The BRICS bloc has taken a major step towards coordinated energy infrastructure development with the official inauguration of the BRICS Digital Centre of Excellence for Smart Grids and Energy Storage at the 11th BRICS Energy Ministers' Meeting held in Gurugram, India. The establishment of this regional hub signals deepening commitment among Brazil, Russia, India, China, and South Africa to align their energy systems around shared technological standards and renewable energy integration.

India's Power Minister Manohar Lal Khattar framed the centre's launch as essential for advancing collective energy cooperation across the five nations. According to Khattar, the initiative demonstrates a unified determination to foster technological innovation while building energy systems capable of withstanding future demands and supply uncertainties. This framing is particularly significant given the energy security challenges facing developing economies, where grid reliability and infrastructure modernization remain critical bottlenecks to sustained economic growth.

The Digital Centre of Excellence has been designed with multiple operational functions in mind. Its core mandate encompasses facilitating the systematic exchange of technical knowledge and proven practices among member nations, while simultaneously upgrading the professional capabilities of energy sector specialists through training and capacity-building programmes. Additionally, the centre will oversee the implementation of jointly developed projects and strengthen the technical cooperation mechanisms that bind BRICS energy policymakers and practitioners together.

Minister Khattar emphasized that renewable energy sources are becoming fundamental to the energy sector's structural transformation. He outlined a vision of future electrical grids that operate with real-time demand management capabilities, seamlessly absorb large quantities of intermittent renewable generation, integrate advanced energy storage technologies, and empower end-consumers through digital control systems. This conception of the modern grid directly addresses the technical challenges that have historically limited renewable energy penetration in developing economies.

India's own energy transition efforts provide a template for what the Digital Centre might facilitate across BRICS. The country has positioned itself among global leaders in solar and wind energy deployment, commanding significant installed capacity in both sectors. To complement this renewable expansion, India is executing one of the world's largest smart meter installation programmes, a foundational technology for digitalizing energy distribution networks and optimizing grid performance at scale.

Beyond metering infrastructure, India's long-term energy storage strategy reveals the scale of ambition guiding BRICS cooperation. The nation intends to develop approximately 100 gigawatts of pumped-storage hydroelectric capacity from its total viable potential of 260 gigawatts, alongside the establishment of roughly 80 gigawatts of battery energy storage systems. These figures underscore the capital-intensive nature of grid modernization and the rationale for pooling technical expertise and experience across BRICS nations.

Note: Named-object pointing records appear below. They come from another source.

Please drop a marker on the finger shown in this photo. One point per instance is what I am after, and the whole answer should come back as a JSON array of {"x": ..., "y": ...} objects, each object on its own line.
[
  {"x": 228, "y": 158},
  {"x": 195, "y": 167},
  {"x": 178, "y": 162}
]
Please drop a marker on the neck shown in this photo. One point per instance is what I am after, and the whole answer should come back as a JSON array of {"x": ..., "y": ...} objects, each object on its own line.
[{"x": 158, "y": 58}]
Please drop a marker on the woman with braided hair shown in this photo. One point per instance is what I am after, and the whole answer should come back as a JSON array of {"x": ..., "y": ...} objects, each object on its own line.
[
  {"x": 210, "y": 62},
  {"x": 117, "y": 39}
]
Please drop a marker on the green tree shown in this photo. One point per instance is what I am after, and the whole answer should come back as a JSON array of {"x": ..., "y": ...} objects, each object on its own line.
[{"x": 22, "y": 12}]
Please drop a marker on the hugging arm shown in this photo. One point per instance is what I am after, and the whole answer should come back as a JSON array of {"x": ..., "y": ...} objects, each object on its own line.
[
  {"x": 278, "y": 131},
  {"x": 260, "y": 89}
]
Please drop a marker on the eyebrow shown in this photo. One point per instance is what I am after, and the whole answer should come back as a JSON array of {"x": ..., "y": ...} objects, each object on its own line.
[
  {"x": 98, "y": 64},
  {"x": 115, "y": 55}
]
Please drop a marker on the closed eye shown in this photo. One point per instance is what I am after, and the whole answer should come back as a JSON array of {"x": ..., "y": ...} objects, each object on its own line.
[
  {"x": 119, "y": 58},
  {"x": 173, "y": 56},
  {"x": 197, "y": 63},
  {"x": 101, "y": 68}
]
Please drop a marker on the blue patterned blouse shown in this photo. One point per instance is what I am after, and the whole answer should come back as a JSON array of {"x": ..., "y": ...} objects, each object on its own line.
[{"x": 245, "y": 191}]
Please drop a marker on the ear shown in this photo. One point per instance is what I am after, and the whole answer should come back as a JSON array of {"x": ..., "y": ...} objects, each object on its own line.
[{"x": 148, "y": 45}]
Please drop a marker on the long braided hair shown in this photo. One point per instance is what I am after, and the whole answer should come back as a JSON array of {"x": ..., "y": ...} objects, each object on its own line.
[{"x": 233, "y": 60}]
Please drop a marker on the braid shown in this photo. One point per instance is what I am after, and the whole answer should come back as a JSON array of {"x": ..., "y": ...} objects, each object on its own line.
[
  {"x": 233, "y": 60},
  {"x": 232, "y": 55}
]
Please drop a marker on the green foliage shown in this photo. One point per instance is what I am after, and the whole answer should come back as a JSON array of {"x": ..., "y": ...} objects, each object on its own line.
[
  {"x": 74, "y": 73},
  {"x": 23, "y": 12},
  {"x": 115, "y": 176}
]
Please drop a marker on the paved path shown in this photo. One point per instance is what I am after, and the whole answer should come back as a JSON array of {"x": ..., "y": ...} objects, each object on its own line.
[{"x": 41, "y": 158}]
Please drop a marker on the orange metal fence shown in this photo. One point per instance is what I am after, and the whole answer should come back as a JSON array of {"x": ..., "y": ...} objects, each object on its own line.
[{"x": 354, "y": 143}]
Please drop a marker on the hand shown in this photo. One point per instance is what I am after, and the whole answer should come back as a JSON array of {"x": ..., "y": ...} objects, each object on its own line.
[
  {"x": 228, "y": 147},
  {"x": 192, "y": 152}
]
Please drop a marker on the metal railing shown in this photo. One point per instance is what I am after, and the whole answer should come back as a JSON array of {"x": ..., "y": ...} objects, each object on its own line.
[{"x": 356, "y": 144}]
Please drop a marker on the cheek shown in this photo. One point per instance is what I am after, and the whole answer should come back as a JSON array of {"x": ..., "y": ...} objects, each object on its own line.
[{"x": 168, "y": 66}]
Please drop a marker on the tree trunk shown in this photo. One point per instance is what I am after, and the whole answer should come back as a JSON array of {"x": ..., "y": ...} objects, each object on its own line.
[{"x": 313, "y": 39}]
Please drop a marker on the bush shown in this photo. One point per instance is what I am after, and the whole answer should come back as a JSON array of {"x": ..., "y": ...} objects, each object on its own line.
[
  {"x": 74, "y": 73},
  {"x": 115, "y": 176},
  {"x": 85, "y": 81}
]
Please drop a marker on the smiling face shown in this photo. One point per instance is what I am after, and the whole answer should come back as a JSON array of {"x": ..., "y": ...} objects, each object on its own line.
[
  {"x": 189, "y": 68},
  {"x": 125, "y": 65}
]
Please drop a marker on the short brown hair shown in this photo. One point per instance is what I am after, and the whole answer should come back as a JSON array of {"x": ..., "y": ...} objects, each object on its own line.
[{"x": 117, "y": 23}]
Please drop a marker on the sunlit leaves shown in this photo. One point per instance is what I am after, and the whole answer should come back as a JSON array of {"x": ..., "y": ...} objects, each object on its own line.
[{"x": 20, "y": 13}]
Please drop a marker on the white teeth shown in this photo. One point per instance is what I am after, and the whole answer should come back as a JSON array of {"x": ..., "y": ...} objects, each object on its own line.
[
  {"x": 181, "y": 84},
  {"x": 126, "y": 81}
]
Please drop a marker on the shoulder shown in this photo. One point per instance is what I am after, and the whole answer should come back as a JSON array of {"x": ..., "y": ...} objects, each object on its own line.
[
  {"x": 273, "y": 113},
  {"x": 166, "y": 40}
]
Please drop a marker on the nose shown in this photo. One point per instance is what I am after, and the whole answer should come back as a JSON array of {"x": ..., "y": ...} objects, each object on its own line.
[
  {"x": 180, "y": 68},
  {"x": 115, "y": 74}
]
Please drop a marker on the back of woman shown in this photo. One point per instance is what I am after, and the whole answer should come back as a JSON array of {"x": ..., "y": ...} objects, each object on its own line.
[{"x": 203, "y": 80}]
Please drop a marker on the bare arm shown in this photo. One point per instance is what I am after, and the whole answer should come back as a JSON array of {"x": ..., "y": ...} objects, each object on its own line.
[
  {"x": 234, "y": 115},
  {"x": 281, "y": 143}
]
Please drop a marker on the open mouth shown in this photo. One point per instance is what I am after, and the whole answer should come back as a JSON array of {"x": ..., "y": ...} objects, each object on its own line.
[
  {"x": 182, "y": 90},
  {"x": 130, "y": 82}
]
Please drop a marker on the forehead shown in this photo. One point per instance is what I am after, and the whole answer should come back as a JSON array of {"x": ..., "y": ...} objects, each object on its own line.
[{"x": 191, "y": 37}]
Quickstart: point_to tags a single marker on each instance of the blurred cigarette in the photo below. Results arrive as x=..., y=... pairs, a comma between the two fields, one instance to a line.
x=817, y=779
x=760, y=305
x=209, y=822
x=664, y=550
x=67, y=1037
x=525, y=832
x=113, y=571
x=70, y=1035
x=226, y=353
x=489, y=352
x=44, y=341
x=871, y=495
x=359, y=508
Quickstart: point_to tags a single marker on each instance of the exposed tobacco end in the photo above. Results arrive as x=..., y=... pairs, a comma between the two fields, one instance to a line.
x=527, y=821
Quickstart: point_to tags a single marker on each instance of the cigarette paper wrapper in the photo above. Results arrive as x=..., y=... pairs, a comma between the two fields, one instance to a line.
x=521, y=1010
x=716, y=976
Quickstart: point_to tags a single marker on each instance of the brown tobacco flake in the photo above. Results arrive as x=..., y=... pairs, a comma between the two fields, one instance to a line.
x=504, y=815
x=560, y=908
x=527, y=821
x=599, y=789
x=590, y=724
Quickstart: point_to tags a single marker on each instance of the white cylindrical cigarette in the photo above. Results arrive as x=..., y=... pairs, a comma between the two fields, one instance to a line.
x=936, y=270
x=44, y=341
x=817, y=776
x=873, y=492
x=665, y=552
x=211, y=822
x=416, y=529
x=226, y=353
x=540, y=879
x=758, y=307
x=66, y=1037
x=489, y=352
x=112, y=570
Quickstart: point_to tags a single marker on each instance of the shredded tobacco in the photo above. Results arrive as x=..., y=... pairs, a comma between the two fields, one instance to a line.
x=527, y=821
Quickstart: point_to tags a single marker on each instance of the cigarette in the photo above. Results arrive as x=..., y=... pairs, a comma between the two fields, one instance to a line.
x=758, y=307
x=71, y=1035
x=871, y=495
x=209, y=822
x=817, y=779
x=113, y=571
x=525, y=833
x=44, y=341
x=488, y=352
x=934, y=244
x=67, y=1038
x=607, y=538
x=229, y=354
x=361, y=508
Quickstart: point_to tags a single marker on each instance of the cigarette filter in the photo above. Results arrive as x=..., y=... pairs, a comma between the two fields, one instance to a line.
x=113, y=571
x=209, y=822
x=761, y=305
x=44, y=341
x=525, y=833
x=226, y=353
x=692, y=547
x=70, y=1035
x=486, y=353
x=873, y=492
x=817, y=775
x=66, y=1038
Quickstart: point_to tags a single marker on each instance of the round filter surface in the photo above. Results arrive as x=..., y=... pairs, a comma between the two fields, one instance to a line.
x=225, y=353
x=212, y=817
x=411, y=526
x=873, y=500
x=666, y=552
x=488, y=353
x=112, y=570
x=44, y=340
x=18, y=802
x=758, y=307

For Malaysian policymakers and energy stakeholders, the BRICS initiative carries several implications. As Malaysia pursues its own renewable energy transition through initiatives such as the Renewable Energy (RE) Roadmap and the National Energy Transition Roadmap, the technical standards and best practices developed through the BRICS Digital Centre could provide valuable reference points. Particularly relevant are solutions for grid integration challenges and energy storage deployment strategies that have been tested within comparable economic and technical contexts.

The centre's establishment during India's BRICS chairmanship reflects a structured approach to the bloc's energy agenda. India has identified three strategic pillars: ensuring energy security and sustainability, guaranteeing equitable energy access and distribution, and accelerating technology development and innovation. These priorities directly mirror concerns across Southeast Asia and the broader developing world, where balancing rapid electrification with affordability and environmental stewardship remains persistently challenging.

The Digital Centre of Excellence represents an institutional mechanism for translating shared energy policy objectives into concrete technical outcomes. Rather than remaining at the level of political declarations, member nations have committed to establishing a permanent knowledge-sharing infrastructure. This represents a maturation of BRICS cooperation beyond general statements of intent, embedding energy transition collaboration within an organizational framework designed for sustained engagement.

For regional energy markets like Southeast Asia's, the emergence of BRICS technical cooperation on grid modernization and storage systems introduces a counterweight to existing Western-dominated technology transfer arrangements. As these nations develop and refine solutions tailored to the technical and economic conditions of large developing economies, the resulting technologies and methodologies become more accessible to countries facing similar constraints. Malaysia and other ASEAN members may eventually benefit from interoperability standards and technical best practices that emerge from BRICS collaboration.

The timing of the centre's launch coincides with accelerating global energy transition investments and rising competition for technological leadership in grid and storage domains. By consolidating expertise across five major developing economies representing roughly 30 percent of global population, BRICS is positioning itself as a significant player in shaping how renewable energy infrastructure evolves in the non-Western world. The Digital Centre thus serves not merely as a knowledge repository, but as a potential counterbalance to existing technological dependencies.